While these exercises are useful for anyone, no matter your fitness level, they’re especially good for beginners. When you focus on just using your own body for resistance (and don’t add weights) it’s easier to learn proper form, which can help prevent potential injuries that arise when you start lifting heavier. (And if you’re looking to make things more challenging without weights, we’ve got a few ideas on how you can do that as well.)

A few of these exercises do require a surface, like a box, bench, or step. Use a stair in your house, your sofa, a park bench, or any other similar and stable surface you can find.

Demoing the moves below are Crystal Williams, a group fitness instructor and trainer who teaches at residential and commercial gyms across New York City; Amanda Wheeler, a certified strength and conditioning specialist and cofounder of Formation Strength, an online women’s training group that serves the LGBTQ community and allies; Teresa Hui, a native New Yorker who has run over 150 road races, including 16 full marathons; Cookie Janee, a background investigator and security forces specialist in the Air Force Reserve; Denise Harris, a NASM-certified personal trainer and Pilates instructor based in New York City; and Sarah Taylor, a personal trainer and Canadian-based fitness blogger.

Ready to get started? Here are 20 arm exercises without weights you can do at home to help build your upper-body and core strength, all in one.

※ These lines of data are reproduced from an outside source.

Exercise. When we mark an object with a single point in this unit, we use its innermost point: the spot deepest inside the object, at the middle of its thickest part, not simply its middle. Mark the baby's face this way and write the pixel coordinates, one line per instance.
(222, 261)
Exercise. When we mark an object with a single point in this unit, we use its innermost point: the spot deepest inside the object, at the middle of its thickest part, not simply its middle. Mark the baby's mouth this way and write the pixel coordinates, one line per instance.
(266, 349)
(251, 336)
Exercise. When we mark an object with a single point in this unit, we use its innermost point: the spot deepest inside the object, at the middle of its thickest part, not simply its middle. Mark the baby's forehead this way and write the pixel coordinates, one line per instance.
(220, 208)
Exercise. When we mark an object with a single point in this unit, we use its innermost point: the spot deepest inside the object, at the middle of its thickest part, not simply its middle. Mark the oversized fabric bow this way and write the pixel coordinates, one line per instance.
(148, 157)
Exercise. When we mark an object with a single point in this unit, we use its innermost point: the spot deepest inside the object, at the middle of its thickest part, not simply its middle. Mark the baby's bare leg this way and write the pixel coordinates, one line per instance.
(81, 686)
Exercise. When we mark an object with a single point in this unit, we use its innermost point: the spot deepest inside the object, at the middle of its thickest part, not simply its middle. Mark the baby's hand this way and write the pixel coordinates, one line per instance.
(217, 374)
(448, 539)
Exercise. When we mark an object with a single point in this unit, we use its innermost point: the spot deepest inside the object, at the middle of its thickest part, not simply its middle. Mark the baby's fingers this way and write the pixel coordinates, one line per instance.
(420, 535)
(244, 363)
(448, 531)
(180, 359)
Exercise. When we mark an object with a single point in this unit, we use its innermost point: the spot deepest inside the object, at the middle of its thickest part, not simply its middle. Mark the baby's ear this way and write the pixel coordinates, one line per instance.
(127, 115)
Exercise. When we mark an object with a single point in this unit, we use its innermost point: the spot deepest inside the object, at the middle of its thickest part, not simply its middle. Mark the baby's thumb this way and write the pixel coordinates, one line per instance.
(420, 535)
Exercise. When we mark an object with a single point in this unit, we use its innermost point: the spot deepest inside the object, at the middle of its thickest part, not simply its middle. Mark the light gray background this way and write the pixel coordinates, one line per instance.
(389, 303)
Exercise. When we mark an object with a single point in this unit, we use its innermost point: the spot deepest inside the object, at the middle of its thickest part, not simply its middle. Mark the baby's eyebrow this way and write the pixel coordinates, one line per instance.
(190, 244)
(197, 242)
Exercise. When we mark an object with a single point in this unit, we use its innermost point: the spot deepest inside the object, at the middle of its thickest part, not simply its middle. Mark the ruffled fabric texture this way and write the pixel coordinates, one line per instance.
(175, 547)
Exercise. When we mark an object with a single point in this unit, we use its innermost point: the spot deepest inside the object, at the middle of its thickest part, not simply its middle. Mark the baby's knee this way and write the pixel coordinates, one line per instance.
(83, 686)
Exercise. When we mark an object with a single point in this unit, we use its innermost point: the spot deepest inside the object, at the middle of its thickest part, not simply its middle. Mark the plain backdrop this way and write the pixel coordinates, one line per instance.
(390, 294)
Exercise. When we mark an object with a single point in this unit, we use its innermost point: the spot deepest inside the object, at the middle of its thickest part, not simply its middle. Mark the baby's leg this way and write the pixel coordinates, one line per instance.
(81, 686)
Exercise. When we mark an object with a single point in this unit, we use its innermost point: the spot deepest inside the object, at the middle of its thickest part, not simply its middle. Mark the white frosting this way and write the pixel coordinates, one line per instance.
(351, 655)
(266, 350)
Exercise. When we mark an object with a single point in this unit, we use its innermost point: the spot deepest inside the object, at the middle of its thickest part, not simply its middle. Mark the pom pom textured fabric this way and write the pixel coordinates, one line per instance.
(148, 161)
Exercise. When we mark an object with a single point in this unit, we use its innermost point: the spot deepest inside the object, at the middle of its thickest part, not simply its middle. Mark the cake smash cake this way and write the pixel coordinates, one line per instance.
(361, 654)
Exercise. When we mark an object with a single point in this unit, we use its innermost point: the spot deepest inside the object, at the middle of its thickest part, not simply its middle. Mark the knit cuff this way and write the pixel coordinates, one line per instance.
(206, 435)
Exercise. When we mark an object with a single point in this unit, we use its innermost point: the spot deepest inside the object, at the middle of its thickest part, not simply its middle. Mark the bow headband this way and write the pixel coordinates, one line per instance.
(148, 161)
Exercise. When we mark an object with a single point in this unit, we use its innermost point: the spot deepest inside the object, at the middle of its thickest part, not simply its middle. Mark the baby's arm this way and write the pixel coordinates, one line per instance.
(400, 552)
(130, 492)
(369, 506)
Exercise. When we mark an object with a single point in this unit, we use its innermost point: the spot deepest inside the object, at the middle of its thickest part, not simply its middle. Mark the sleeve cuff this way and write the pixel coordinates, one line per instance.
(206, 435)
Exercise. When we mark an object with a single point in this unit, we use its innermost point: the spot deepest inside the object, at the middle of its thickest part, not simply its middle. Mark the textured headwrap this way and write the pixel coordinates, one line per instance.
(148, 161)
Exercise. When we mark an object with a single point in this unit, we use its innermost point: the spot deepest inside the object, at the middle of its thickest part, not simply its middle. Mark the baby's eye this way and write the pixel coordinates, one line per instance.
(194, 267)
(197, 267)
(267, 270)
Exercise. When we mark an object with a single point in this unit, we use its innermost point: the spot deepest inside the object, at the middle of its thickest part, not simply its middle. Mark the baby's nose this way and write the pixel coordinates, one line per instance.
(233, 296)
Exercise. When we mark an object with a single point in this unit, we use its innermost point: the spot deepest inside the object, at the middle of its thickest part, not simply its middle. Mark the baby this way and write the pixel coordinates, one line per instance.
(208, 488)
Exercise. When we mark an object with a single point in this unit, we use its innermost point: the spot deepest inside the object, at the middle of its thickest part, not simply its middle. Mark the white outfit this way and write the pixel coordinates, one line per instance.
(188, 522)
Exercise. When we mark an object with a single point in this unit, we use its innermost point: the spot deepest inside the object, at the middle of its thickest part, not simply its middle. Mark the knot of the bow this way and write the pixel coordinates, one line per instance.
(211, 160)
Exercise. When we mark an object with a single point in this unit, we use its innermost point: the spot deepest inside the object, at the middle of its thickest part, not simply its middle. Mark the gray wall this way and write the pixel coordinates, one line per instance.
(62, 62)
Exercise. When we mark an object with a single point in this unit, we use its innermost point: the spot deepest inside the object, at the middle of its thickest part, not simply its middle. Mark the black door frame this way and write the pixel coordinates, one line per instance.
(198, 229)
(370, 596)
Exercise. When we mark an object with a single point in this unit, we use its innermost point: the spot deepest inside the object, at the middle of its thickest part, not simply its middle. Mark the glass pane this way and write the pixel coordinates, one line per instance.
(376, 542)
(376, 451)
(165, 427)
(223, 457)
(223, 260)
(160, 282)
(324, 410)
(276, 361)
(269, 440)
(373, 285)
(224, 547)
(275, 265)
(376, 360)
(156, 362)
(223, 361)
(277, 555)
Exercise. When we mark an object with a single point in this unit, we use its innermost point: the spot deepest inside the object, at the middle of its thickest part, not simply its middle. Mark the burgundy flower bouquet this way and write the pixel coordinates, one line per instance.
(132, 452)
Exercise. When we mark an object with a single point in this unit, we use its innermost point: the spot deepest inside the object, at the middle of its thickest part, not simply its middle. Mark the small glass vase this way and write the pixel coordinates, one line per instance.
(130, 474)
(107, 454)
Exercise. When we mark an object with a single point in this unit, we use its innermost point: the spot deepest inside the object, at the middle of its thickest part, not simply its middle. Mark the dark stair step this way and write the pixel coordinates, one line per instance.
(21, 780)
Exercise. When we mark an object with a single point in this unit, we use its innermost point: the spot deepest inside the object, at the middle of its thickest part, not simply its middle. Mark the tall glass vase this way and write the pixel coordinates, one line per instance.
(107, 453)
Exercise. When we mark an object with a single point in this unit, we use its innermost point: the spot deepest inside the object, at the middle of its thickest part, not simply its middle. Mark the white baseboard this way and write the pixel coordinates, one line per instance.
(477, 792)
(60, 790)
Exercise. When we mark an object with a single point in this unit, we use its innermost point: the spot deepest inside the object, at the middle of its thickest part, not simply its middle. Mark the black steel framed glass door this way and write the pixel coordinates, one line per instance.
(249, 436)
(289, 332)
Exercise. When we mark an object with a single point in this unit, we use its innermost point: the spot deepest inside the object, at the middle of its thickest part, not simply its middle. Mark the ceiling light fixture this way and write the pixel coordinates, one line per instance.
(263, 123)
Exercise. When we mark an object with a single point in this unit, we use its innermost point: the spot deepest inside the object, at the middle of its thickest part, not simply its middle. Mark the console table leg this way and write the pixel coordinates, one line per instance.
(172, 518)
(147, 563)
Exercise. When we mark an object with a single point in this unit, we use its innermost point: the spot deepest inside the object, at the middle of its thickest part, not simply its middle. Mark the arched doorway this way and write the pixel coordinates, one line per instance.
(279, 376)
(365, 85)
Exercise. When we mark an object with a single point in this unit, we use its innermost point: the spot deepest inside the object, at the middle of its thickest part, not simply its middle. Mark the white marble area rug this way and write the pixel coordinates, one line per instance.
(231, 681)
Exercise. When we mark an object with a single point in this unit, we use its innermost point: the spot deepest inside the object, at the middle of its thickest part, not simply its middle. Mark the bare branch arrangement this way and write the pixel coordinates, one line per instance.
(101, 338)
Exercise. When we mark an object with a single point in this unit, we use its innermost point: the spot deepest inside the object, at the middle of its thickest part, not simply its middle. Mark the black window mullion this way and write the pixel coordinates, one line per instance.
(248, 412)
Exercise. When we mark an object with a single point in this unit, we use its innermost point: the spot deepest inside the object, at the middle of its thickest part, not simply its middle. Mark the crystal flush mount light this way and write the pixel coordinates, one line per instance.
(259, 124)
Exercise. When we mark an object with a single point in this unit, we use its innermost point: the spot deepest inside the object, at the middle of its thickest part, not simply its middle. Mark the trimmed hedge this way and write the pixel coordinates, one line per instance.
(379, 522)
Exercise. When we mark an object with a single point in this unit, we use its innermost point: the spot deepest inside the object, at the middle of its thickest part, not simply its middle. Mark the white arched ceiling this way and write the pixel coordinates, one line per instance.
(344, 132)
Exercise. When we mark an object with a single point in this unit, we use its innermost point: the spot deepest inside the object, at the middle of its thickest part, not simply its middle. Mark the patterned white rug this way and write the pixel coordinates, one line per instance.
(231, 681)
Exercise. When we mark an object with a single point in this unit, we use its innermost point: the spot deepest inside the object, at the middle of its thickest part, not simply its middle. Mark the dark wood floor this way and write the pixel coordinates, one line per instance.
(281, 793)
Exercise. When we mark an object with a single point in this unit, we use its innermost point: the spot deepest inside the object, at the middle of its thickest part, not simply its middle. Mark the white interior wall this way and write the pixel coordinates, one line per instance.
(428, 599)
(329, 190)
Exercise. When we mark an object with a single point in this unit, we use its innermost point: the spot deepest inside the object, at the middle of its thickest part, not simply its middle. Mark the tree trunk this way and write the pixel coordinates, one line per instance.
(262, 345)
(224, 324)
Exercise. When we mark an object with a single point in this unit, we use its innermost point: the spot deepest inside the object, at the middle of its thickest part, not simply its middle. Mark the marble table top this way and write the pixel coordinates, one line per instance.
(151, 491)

  • Start in a high plank with your palms flat, hands shoulder-width apart, shoulders stacked directly above your wrists, legs extended behind you, and your core and glutes engaged.
  • Tap your right hand to your left shoulder while engaging your core and glutes to keep your hips as still as possible.
  • Do the same thing with your left hand to right shoulder. That’s 1 rep.
  • Continue, alternating sides.
  • To make this easier, try separating your legs a little more.
  • Lie on your right side with your right hand directly underneath your right shoulder. Extend your legs and stack your left foot on top of your right, and then squeeze your abs and glutes to lift your hips off the floor. Extend your left hand straight up toward the ceiling.
  • Hold here for a set amount of time.
  • Start in a forearm plank position, with your elbows directly under your shoulders, hands facing forward so your forearms are parallel, core engaged, hips level, and legs extended straight behind you.
  • From this position, reach your right hand forward and tap the floor in front of you. Return your right hand to your starting position, and then reach forward with your left hand to tap the floor in front of you.
  • Continue to alternate sides as you focus on keeping your hips steady throughout.
  • Make it easier: If this exercise feels too challenging, take your feet wider then hip-width apart. The wider your feet, the easier the move should be.
  • Start in a high plank with your palms flat, hands shoulder-width apart, shoulders stacked directly above your wrists, legs extended behind you, and your core and glutes engaged. Place your feet hip-width apart.
  • Lower your left arm so that your forearm is on the floor. Then, do the same with your right so that you’re in a forearm plank.
  • Reverse to return to a high plank. That’s 1 rep.
  • As you move, keep your hips as still as possible. To make this easier, try widening your legs a little more.
  • Start in a high plank with your palms flat, hands shoulder-width apart, shoulders stacked directly above your wrists, legs extended behind you, and your core and glutes engaged.
  • Bend your elbows and lower your chest to the floor. Drop to your knees if needed.
  • Push through the palms of your hands to straighten your arms. That’s 1 rep.